We get back on the levees which is kinda cool, basically a large, smooth bike path among the trees and water wit nary a car. Soon we hit an open section and the crosswind becomes notable for the first time--and Donna falls off. Next comes one of those seminal moments in marriage that happens often.
Me- "There is a crosswind." Don't ride behind me. We'll ride in an eschelon. The wind is coming from the right so ride to my left, halfway back."
Donna-"I DON"T WANT TO RIDE IN THE MIDDLE OF TRAFFIC!"
Me--(Bewildered-we would take the whole right lane but we haven't seen a car in 20-30 minutes)
Don-"Why don't your ride over there" (pointing to the spot I told Donna to slot into.)
Donna--"OK" (moves into the spot)...."THIS IS EASY"
Eventually we get back on the main road--which means a car very few minutes, but now we have a tailwind, cna get back in a regular paceline, and Donna pulls us for awhile.
Now comes one of the two treacherous climbs of the day. At mile 77 we get on a ferry (In my Delta Pedaler days I thought I missed a ride on a Mark Twain Mississippi Sidewheeler--a year later I found myself on a dinky platform that runs across the water on cable) getting off a steel deck is a 100' @15% hill back to the top of the dyke. As I can't clip in before hitting the hill I have to walk up. Soon after we cross another drawbridge (a dozen "scenic water crossings") get off the dyke to another town with an old brick school rest stop. The flat parking lot is gravel so barely clip in before hitting the 100' @15% hill with no momentum so almost almost almost fall over but torque as much as possible to make it. No doubt my diving onto a huge cushion on the lawn and laying out helped--done in tribute to Donna who last year, when much hotter, didn't want me to lay out on the lawn.
Now zig zag back to the finish--usually with a tail wind.

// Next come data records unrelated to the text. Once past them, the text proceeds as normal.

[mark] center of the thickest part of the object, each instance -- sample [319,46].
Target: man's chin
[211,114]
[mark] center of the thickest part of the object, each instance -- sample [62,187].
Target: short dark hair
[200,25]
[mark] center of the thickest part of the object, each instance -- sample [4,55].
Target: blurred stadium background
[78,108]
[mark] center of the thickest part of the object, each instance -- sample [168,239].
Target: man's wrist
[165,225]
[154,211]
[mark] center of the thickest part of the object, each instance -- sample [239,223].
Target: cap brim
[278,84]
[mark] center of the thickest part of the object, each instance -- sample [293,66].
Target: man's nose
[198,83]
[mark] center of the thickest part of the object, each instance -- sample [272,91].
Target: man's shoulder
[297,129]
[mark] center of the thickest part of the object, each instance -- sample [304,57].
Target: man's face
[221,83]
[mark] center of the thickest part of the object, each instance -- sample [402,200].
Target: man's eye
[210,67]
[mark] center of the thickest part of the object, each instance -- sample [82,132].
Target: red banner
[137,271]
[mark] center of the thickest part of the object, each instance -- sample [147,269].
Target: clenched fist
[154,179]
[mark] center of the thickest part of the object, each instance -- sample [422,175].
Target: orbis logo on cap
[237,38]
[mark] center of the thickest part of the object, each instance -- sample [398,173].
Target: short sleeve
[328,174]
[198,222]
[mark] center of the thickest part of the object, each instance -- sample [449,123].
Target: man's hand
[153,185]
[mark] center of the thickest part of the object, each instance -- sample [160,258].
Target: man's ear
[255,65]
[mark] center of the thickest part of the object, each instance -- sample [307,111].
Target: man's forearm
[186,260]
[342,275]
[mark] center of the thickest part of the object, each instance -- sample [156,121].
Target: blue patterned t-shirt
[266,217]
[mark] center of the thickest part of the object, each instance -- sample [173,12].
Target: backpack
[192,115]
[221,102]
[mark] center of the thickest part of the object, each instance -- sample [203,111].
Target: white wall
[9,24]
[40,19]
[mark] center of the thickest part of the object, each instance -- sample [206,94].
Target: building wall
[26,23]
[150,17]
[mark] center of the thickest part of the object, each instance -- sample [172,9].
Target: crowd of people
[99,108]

Don is pulling at 20-21, she asks that we take it down to 17. We'll I'll split the dfifference, I go to the front and keep it at 19 and she does fine hanging onto our paceline.
Alright--another century on a fixed gear but not blown away as when I did it last year. Much easier this year with less wind and tag teaming with Don. Really nice pasta feed in the winery's grove. At one point the band says they are giving away prizes, Slipstream socks, for people answering quiz questions, and the next one has to do with racing. Some bozo starts yelling "Lance Armstrong, Lance Armstrong" so I start yelling "Johan Museeuw, Johan Museeuw." Question is "What is the Queen of the Classics?" The socks are mine.